# 6 Pompanos laying on the beach!!! 0 Catfish...



## fishin for pompanos (May 10, 2012)

My wife and I hit the beach around 8:00 am to do some fishing with some friends who joined us shortly after we got set up. We noticed right away that there was no wind and the water was super clear. We usually like it to be windy and a little rough when we fish. Lines were baited up and ready for some action. We waited and waited but no action to be found. Well, finally after a little while the winds picked up and the water got a little rough and bam we started getting some bites. We landed blue runners - probably about 5 or 6. Those fish can hit your line hard! You think you got something big and reel it in to a 6" fish lol.

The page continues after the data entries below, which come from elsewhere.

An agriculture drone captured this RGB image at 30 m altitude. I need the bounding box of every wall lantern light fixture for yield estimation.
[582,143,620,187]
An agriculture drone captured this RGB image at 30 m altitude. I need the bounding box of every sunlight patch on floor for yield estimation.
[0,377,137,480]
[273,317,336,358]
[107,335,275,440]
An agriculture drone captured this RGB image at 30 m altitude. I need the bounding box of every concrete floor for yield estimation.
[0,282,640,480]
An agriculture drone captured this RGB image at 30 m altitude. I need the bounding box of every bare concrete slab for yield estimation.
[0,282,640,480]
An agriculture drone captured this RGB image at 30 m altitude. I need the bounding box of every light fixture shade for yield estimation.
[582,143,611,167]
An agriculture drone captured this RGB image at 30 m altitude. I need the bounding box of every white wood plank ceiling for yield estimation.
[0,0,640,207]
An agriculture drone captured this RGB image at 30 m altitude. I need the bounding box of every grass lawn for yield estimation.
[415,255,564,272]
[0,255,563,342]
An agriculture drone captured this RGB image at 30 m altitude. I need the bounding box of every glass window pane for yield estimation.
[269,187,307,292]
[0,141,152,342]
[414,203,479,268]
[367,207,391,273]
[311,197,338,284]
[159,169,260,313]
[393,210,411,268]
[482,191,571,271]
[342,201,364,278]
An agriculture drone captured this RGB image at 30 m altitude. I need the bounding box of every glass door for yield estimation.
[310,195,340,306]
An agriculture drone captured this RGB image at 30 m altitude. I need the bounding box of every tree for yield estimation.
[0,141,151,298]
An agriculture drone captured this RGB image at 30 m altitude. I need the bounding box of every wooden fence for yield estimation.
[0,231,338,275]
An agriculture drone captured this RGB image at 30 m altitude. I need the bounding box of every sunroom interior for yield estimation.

Next fish on was a Pompano and that's what we came for. I know I have said this in the past but the later the day grew, the water got prettier and prettier. The winds picked up even more and more Pompanos were landed. All in all it was great to be on the beach with my wife and some friends enjoying what we love to do. Final count we caught 6 Pompano, 15 Blue Runners, 2 Remoras, 1 Ladyfish and 0 Catfish. Thanks JC and Happy Father's Day.


----------



## cobe killer (Apr 13, 2008)

sweet!!! nice pomps!


----------



## GROUPERKING (Sep 28, 2011)

Way to go !


----------



## Fishermon (Oct 19, 2007)

zero cat fish?..come on man.!!!!


----------



## ifish911 (May 21, 2014)

Nice report! I am super jealous. I have never caught one of these and fished several days 3 weeks ago out of PCola Beach area. I will be back soon to try my luck again. It is fun trying and being on the beach is a great pleasure.


----------



## Mike Moore (Feb 10, 2010)

Great day !


----------



## Redchaser09 (May 12, 2014)

Nice!! Congrats on the pomps!


----------



## Cracker (May 15, 2012)

Man you got em figured out....:thumbsup:


----------



## likecatchin (Jul 7, 2011)

Looks like the grass is gone, which general area were you in?


----------



## pompano67 (Oct 28, 2013)

Keep it up man !!!! Awesome job!!


----------



## sharkwrangler (Sep 29, 2013)

I bet they ate good!!!


----------



## fishin for pompanos (May 10, 2012)

likecatchin said:


> Looks like the grass is gone, which general area were you in?


The Perdido area.


----------



## Gulflady (Jun 19, 2010)

Great pics and report, congrats


----------